One lesson that investors should take from today's 6% rise in Kellogg is that it's not always immediately obvious to ordinary investors what's driving up the price of a stock. Many market participants speculated that the huge move in the slow-growing cereal stocks came from a leak of a potentially market-moving story, especially with volume in the options market for Kellogg coming in orders of magnitude above normal levels. Without any more interesting news from Kellogg than a baseball-related promotion for its snack brands, Thursday's trade is one frustrating example of how investors often only learn and understand the reason for a stock's moves after the moves have already been made.
Intuitive Surgical's 4% gain was the robotic-surgical expert's third-straight day of gains following the FDA approval of its da Vinci Xi surgical system. Even a recall notice of certain reusable products called cannulae that are used in conjunction with the da Vinci wasn't enough to sour positive sentiment in the stock, with investors concluding that the FDA's approval of da Vinci Xi essentially takes away much of the shadow that had hung over Intuitive Surgical over the past year.
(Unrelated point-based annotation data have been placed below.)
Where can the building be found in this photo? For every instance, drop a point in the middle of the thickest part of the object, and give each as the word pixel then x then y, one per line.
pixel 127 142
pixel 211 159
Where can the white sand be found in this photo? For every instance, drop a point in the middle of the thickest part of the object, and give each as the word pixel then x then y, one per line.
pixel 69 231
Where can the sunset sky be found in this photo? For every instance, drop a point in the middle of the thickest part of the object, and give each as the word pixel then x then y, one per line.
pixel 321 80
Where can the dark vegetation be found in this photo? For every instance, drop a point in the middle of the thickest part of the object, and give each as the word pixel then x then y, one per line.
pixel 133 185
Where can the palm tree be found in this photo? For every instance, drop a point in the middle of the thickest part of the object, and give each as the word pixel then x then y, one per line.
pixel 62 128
Although safety concerns will likely require future action from Intuitive Surgical, its stock still trades below levels from early 2013, and that could provide plenty more room for gains.
Candy Crush Saga maker King Digital Entertaiment gained 3.5%, as the stock continued its rebound following an awful IPO performance last week. The stock still stands well below the IPO's $22.50 per share offering price, but King Digital does have a well-known product that has at least short-term profit-making potential. The key question King Digital must answer is whether it can build on its past success, but many investors see too many similarities with Zynga (NASDAQ:ZNGA) and its own downward trajectory following its IPO to have faith that King Digital will avoid the same fate. Still, if the company beats the odds, those who got in below the IPO price could feel like they got good value in the long run.